Susannah Allison, Ph.D.
Division of AIDS Research
This initiative aims to increase the use of HIV prevention strategies among women in the Southern U.S. by developing and testing interventions to enhance uptake and adherence.
Although the overall incidence rates of HIV infection have been decreasing among cisgender women in the U.S., disparities persist for racial and ethnic minorities, and for transgender women. One out of every five new HIV infections in the U.S. occurs in a cisgender woman. The majority of these infections were attributable to heterosexual contact (85%) and were among African American (57%) women. Transgender women have some of the highest rates of HIV in the U.S., as an estimated 14% of transgender women are living with HIV. The majority of transgender women infected with HIV identified as Black or Hispanic (51% and 29%, respectively), emerging adults (age 20-24; 28%) or young adults (age 25-34; 36%) and acquired HIV through sexual contact (87%). Significant geographic variability also exists in HIV incidence, with the majority of new infections among women in the South.

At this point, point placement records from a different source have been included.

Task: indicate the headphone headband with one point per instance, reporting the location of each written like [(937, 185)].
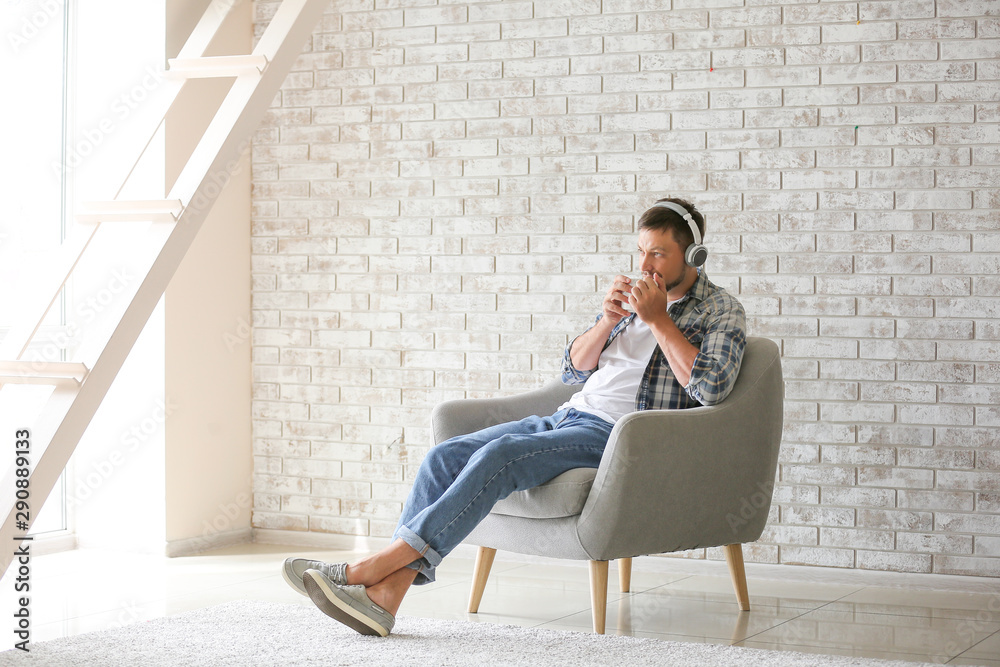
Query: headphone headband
[(696, 253), (684, 213)]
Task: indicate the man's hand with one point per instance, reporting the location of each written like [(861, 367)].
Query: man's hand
[(615, 299), (587, 348), (648, 299)]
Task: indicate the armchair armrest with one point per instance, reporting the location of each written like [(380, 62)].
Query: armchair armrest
[(672, 480), (469, 415)]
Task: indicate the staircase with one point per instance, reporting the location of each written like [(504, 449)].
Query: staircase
[(78, 386)]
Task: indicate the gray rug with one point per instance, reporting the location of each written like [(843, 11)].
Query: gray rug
[(246, 633)]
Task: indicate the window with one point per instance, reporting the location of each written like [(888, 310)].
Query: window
[(33, 76)]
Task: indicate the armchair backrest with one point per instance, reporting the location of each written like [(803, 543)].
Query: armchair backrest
[(682, 479)]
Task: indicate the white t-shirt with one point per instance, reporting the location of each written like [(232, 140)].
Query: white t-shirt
[(610, 392)]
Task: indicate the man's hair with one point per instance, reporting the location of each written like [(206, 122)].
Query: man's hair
[(660, 218)]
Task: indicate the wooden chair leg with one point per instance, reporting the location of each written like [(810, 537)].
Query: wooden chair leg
[(734, 557), (625, 574), (484, 561), (599, 593)]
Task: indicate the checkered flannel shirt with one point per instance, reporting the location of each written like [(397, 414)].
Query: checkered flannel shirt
[(713, 321)]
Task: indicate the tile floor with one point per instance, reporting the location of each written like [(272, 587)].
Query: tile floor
[(87, 590)]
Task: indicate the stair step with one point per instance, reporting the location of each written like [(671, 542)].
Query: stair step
[(42, 372), (153, 210), (216, 66)]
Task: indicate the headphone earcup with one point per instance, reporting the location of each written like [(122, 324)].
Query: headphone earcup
[(695, 255)]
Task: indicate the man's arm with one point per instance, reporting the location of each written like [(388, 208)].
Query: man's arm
[(584, 352), (649, 299), (707, 372)]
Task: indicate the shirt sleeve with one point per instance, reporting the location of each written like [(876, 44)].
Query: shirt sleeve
[(718, 362), (570, 373)]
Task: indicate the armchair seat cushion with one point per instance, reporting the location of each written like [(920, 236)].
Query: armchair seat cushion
[(561, 496)]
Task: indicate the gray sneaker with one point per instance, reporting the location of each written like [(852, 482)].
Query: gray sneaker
[(294, 568), (348, 604)]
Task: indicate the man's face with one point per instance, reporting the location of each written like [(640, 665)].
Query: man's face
[(661, 255)]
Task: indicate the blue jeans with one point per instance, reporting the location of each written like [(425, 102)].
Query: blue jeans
[(462, 478)]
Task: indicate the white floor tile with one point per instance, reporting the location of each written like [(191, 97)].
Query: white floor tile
[(91, 590)]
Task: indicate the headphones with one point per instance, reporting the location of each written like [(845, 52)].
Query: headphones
[(696, 253)]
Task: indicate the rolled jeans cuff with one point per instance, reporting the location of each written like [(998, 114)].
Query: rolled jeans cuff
[(429, 559)]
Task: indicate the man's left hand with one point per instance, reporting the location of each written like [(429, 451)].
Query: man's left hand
[(649, 299)]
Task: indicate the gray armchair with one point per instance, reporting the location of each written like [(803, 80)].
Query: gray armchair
[(670, 480)]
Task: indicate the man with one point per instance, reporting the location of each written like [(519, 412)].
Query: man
[(681, 346)]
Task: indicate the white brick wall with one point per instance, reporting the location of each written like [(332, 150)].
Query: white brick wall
[(442, 190)]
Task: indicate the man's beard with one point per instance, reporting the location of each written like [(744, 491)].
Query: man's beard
[(671, 285)]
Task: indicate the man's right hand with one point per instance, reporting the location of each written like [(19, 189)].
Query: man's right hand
[(586, 349), (614, 301)]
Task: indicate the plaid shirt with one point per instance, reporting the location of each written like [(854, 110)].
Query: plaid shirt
[(713, 321)]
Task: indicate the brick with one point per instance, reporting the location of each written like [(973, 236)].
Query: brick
[(893, 562), (888, 519), (935, 500), (825, 54), (864, 32), (901, 93), (824, 556), (897, 9), (774, 35), (938, 71), (784, 76), (853, 538), (782, 118), (709, 39), (775, 159)]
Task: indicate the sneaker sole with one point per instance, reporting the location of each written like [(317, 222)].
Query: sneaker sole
[(335, 608), (297, 585)]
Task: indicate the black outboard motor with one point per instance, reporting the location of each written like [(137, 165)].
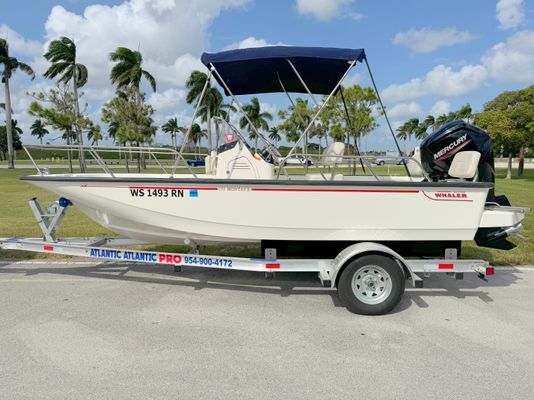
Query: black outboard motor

There are now a number of effective strategies to reduce the risk of HIV acquisition among cisgender and transgender women, with even more strategies in development. However, awareness, uptake, adherence, and persistence to HIV prevention strategies remains low among women in the U.S. A range of factors serve as barriers to the use of HIV prevention strategies among women, including factors from the multiple levels (individual, social, and societal). Inequitable prescription of pre-exposure prophylaxis (PrEP) among racial and ethnic minorities is also evident; in 2016, white women received nearly six times as many PrEP prescriptions as did African American women. Given the ongoing HIV epidemic among women in the Southern U.S., this initiative would call for research to address these gaps in our research efforts.
This initiative would support research to improve the uptake of, adherence to, and persistence to HIV prevention strategies among women in the Southern U.S. by developing and testing interventions designed to address barriers and facilitators to HIV prevention use within this priority population. Research would be encouraged in three areas: implementation science research to better understand how to scale up efficacious HIV prevention for women, research harnessing mass media and strategic communication approaches to improve awareness and uptake, and services research to expand the reach of HIV prevention strategies.